Düşünce Mirasımız İmamı Maturidi/ Prof.Dr. Ali BARDAKOĞLU

İslam medeniyetinin kuruluşunda ve Türk kültür hayatının oluşumunda oldukça önemli bir yeri bulunmasına mukabil, klasik ve modern dönem kelamcıları tarafından yeterince araştırılmamış olan İmam Matüridi'yi, düşünce sistemini, bu düşünce sistemi üzerinde yükselen Matüridiliği, oluşum ve gelişim seyrini, etkilerini ve günümüze yansımalarını bilimsel yöntemlerle ortaya koyarak başta Kelâm olmak üzere İslami ilimler tarihinin inşasına katkıda bulunmak ve günümüz dini problemlerinin çözümünde bu birikimden yararlanma imkanını araştırmak amacıyla Mâtürîdîlik Mezhebi Ve Kurucusu İmam Mâtürîdî, üç gün boyunca 32 tebliğle anlatıldı.

Marmara Üniversitesi İlahiyat Fakültesi Ve İslâmi Araştırmalar Vakfı birlikteliği ile "Büyük Türk Bilgini Mâtürîdî ve Mâtürîdîlik" konulu düzenlenen Sempozyuma dünyadan bir çok ilim adamı katıldı. Açılış konuşması ile büyük beğeni toplayan Diyanet işleri Başkanı Prof. Dr. Ali Bardakoğlu'nun açılış konuşmasını yayınlıyoruz:

Bizleri böyle bir ilim sofrasında buluşturan yüce Rabbime sayısız hamd-ü senalar olsun. Güzel ahlakının ışığında hayatımızı mamur eylediğimiz Hz.Muhammed Mustafa'ya ve tüm peygamberlere sayısız salat ve selam olsun.

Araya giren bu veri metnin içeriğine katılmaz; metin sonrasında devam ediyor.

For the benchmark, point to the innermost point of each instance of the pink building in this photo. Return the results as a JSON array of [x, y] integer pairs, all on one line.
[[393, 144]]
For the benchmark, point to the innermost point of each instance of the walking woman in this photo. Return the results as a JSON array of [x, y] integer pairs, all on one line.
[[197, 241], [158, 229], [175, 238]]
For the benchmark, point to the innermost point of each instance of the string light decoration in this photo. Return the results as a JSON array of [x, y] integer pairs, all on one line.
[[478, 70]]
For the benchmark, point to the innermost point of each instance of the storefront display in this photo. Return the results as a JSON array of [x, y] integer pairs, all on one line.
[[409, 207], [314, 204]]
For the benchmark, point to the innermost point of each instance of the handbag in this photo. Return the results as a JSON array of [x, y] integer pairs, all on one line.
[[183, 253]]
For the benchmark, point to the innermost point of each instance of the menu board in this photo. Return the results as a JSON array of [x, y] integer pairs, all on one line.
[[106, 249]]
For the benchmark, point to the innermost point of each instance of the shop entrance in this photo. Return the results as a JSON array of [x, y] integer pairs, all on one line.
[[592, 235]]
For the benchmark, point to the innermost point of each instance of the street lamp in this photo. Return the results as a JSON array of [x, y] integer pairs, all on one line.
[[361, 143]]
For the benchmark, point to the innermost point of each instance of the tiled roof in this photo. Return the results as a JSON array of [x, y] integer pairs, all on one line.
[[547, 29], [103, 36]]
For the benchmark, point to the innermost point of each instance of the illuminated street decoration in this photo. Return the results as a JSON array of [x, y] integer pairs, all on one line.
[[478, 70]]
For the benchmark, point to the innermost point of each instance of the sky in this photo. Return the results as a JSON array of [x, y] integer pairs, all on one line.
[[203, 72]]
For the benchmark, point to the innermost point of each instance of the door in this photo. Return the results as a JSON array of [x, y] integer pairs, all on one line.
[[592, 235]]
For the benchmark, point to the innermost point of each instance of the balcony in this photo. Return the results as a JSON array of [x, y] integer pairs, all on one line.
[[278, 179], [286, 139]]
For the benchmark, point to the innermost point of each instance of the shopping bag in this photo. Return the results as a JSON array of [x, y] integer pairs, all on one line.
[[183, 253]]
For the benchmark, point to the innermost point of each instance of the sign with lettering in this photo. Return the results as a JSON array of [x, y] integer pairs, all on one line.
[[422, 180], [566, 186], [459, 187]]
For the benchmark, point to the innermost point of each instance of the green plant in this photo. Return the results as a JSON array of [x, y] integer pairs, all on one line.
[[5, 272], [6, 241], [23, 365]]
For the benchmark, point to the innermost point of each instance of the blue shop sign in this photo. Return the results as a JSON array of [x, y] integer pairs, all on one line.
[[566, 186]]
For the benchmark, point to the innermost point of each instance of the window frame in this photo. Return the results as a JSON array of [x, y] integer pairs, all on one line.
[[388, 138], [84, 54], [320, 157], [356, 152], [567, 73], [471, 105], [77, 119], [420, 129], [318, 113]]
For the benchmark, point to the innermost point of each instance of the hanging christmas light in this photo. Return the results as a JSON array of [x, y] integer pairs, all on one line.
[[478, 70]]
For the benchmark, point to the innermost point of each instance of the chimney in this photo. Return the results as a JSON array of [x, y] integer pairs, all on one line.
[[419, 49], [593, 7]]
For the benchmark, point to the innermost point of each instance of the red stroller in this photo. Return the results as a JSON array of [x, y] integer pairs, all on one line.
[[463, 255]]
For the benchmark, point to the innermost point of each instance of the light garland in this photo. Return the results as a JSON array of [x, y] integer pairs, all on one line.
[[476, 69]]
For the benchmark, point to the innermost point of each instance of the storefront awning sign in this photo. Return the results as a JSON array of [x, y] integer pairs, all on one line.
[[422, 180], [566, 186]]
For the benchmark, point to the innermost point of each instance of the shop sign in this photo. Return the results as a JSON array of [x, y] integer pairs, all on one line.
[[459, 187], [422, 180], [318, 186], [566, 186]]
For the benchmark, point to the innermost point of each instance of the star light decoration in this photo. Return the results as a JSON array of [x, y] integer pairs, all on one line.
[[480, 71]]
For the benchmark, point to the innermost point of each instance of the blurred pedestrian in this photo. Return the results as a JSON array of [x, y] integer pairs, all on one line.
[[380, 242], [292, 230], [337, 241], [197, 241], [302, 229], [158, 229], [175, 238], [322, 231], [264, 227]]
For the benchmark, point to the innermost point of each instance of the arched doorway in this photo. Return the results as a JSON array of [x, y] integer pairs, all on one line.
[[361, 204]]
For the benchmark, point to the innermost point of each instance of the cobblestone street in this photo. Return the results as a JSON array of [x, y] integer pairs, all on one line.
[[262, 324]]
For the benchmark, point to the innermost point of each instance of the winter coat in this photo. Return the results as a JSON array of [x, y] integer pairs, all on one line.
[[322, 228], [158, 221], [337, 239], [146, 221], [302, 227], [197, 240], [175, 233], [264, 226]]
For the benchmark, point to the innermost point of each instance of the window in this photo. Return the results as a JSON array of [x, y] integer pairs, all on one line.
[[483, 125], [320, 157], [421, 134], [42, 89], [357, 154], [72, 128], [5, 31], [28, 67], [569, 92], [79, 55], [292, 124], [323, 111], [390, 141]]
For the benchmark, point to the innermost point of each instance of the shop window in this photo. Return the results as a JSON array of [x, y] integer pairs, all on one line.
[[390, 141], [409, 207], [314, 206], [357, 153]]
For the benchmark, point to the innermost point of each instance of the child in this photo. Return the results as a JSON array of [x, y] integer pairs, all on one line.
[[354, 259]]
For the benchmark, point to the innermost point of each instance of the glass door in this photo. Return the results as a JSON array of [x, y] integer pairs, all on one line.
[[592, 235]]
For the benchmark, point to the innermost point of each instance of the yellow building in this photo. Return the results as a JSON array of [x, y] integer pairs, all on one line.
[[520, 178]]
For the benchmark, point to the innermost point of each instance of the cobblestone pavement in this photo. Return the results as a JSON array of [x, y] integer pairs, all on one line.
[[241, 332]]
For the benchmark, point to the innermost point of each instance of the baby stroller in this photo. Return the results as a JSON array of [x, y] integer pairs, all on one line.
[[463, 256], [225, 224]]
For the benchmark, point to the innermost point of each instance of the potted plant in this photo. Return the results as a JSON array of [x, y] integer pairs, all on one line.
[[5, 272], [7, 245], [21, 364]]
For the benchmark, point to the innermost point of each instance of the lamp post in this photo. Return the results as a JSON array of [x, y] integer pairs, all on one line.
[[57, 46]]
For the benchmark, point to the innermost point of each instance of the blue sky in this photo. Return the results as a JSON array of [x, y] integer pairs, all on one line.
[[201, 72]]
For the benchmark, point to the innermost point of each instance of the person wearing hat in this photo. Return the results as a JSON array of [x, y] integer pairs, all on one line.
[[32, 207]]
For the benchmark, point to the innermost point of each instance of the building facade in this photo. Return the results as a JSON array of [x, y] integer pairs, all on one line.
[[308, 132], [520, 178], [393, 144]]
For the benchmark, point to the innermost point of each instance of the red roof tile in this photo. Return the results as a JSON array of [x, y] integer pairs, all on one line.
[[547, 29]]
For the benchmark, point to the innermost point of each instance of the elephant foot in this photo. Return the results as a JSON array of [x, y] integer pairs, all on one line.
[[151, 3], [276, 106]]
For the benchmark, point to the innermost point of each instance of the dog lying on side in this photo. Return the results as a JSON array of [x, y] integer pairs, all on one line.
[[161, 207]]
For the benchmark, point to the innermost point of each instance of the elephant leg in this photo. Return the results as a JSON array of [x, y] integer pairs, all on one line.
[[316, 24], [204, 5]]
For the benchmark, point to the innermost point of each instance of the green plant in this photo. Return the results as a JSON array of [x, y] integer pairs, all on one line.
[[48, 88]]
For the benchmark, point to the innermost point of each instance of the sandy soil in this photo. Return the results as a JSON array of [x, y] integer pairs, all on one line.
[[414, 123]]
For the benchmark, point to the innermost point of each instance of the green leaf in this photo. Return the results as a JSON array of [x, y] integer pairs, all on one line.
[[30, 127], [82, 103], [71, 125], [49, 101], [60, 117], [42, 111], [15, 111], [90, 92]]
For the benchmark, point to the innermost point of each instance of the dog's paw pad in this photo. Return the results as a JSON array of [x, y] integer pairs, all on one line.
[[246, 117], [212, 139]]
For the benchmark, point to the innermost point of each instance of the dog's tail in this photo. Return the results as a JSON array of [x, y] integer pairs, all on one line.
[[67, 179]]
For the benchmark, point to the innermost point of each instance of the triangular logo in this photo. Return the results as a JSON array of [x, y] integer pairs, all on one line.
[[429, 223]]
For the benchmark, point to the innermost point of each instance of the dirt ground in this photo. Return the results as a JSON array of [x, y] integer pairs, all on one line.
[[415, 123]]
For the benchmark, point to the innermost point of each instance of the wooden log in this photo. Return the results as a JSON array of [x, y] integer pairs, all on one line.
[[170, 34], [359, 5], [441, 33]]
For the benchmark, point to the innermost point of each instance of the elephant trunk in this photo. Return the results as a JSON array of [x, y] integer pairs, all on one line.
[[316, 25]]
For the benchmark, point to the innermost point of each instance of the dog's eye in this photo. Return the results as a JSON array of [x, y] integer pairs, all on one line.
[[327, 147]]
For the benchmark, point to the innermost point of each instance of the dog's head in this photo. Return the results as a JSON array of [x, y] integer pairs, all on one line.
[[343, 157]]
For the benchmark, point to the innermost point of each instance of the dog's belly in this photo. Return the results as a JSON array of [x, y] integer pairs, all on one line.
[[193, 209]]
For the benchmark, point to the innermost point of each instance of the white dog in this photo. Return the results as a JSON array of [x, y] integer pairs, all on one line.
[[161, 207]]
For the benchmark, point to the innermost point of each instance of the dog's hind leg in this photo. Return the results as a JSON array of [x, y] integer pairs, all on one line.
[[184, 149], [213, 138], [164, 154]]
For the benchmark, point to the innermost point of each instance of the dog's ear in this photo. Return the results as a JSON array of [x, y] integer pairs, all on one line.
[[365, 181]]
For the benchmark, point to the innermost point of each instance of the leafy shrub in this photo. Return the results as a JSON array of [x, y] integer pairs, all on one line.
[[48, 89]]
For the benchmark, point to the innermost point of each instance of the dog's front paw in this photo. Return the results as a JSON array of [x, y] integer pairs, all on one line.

Bugün İmam Maturidi'nin bende bıraktığı izlenimleri size aktarmak istiyorum. Doğrudur, İslam dini, Hicaz'da doğdu, Hicaz'da gelişti. Oluşum döneminde Kur'an ve Sünnet merkezli olarak Hicaz bölgesi'nde tekevvün etti. Ama İslam kültür ve medeniyeti artık kenarlara doğru açılmaya başlayınca ilim havzalarıyla ve değişik medeniyetlerle karşılaştı. Ve dikkat ederseniz en güzel en çarpıcı eserler de bu karşılaşma havzalarında meydana geldi. Kur'an ve Sünnet bilgisi Mekke'de doğdu, Medine'de tekevvün etti. Ama kısa zamanda Irak'a geçti, oradan Maveraünnehre, Maveraünnehir'in ötesine, Fergana vadisine geçti ve orada o bölgenin kadim kültürleri ile karşılaştı. Bir sentez, bir metodoloji oluştu. Ve hemen geri döndü, ışık yansıdı ve Bağdat'ta "Hanefilik" oldu. Ebu Hanife ve Hanefilik mezhebine dikkat edersek, Hanefilik mezhebinin oluşumunda Maveraünnehir'in ve o bölgede yetişen alimlerin, çok büyük, belirleyici katkısı vardır. Hanefi mezhebi sadece Ebu Hanife imamımızın görüşleri etrafında oluşmuş bir mezhep değil…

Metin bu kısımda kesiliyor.